Knowing this, I also want to gradually increase the things I can do in my life. That would seem to contradict what I just said, but I won't do it. This is because I believe that in order to keep society running smoothly, we are often made to feel that we cannot do it. For example, in a world where various types of manufacturing are divided for mass production, it becomes difficult to see the ``creation process.'' Because we don't know about it, we feel that it's far away from us, that we can't do it, or that it's irrelevant.

However, when I saw Yuri's life with wood carving, I wanted to not only reach out to the desires that were given to me, but also think about the shape of what I wanted and carve wood. I wanted to build a hut someday. Of course, I can't make it the same way as Yuri. That's fine. I don't want to be able to compare myself to others or be intimidated by what I can do, but rather to be able to do the smaller things in life that I thought I didn't have to do. It's okay if you can't do it "well". That thrilling feeling you get when you come up with a plan that you think you might want to build or that you might be able to do.

It's certainly not limited to handicrafts. Where do you live? Who do you live with? What do you like? What do you want to spend your time valuing? The object that you wish to create will also lead you to think about the way you want to live your life. I think the kind of world I would like to live in is one where people are not made to believe that they are what they are, and where they can create the happiness they desire and never have to give up on the question of how to achieve that.

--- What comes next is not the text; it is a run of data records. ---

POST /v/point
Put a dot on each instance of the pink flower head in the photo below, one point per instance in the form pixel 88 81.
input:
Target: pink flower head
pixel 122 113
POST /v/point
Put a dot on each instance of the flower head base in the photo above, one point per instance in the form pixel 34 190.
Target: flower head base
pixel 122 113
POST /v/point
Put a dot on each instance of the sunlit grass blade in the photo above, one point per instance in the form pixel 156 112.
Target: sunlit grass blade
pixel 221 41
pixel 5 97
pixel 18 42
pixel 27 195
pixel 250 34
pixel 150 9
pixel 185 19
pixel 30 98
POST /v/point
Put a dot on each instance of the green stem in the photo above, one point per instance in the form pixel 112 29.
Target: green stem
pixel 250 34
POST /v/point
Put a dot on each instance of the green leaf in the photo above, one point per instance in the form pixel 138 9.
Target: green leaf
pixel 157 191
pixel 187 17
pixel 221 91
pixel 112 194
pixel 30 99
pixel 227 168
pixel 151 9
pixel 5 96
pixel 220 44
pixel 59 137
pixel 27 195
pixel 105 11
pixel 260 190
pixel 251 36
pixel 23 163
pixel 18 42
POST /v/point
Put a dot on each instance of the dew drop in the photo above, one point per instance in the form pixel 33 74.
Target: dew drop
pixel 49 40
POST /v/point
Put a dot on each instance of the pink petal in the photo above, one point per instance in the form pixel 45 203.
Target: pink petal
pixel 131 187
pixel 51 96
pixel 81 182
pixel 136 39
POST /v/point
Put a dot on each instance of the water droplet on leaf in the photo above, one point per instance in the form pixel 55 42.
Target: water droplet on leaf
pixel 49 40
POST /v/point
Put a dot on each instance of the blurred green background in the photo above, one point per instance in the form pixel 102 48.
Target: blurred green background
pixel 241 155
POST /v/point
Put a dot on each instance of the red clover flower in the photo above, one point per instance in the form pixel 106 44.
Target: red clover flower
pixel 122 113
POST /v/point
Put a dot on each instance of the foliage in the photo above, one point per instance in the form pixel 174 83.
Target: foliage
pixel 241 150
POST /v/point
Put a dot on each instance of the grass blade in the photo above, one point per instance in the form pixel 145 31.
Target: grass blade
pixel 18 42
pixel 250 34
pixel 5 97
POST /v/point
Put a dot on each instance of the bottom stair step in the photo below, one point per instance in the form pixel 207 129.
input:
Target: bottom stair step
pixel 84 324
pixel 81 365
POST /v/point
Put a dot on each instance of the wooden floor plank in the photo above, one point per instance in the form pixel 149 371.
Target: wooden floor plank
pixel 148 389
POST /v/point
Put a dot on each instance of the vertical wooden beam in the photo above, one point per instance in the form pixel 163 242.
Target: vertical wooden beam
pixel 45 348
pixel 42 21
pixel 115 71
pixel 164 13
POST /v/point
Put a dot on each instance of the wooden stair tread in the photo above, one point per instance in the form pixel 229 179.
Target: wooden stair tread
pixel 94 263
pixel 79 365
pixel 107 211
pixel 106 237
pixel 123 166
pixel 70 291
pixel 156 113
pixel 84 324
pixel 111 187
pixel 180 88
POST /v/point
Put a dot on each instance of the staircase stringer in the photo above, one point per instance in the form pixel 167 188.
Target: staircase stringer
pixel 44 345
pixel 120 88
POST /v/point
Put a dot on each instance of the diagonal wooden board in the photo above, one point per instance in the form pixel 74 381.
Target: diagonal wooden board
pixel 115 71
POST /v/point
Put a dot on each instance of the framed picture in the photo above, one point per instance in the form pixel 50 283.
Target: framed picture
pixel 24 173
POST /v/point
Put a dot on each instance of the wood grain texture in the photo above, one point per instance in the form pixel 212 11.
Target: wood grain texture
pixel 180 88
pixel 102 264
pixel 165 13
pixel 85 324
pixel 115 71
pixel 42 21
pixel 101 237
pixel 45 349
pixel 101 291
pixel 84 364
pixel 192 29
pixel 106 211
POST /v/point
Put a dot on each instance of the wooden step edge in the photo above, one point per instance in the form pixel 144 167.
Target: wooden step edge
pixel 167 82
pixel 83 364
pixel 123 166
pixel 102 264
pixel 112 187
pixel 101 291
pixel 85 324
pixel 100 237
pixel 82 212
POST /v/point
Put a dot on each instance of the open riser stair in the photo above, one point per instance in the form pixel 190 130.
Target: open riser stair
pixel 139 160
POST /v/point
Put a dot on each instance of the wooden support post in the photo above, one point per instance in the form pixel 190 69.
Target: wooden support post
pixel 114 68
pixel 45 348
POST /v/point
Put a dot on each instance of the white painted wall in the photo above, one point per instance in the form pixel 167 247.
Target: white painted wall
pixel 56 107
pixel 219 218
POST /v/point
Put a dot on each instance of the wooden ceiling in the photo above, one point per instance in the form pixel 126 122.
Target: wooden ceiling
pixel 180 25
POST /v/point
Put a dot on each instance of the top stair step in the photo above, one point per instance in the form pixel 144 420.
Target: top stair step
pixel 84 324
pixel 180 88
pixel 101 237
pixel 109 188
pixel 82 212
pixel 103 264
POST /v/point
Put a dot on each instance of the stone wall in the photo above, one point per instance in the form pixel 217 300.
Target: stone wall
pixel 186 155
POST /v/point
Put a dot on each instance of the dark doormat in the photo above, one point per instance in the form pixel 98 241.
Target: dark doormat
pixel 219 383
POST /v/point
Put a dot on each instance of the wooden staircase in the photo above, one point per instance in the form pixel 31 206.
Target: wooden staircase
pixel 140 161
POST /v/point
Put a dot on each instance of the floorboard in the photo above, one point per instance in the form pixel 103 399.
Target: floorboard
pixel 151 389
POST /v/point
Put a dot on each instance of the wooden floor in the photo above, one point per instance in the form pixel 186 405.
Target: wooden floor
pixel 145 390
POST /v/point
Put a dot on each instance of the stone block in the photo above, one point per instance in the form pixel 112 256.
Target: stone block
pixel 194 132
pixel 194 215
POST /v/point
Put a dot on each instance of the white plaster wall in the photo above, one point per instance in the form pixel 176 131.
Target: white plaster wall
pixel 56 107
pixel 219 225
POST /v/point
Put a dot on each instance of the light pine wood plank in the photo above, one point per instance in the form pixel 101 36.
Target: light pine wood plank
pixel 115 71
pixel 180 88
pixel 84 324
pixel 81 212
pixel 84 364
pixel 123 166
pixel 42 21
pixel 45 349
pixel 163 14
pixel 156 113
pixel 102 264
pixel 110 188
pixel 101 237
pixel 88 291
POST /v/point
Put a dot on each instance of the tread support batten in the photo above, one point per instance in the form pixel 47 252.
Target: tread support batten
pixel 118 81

You can either make it or listen to the process of making it. Paying close attention to the places where things are created leads to respect for the people who make them, to being able to value the things that are made more, and more to the point, it leads to a resolution to the world. There are clues to regaining a sense of living in familiar places that you can touch with your hands. This is a treasure that I discovered through my journey in diary production, meeting people who make things with their own hands.

The day I went to see Yuri-san, how would I live my life from now on? It was such a long slant that gave me the seeds of this question and blessed me with my journey towards a better life.

Ah, that's right, I suddenly felt a realization come to me and I took a deep breath. This button that decorates the sweater itself is the ``Uma no Hanamuke.'' <To celebrate the future of a departing person, send them off by giving gifts and having a feast.> This button prays and watches over the journey of each person's life as they begin their daily journey.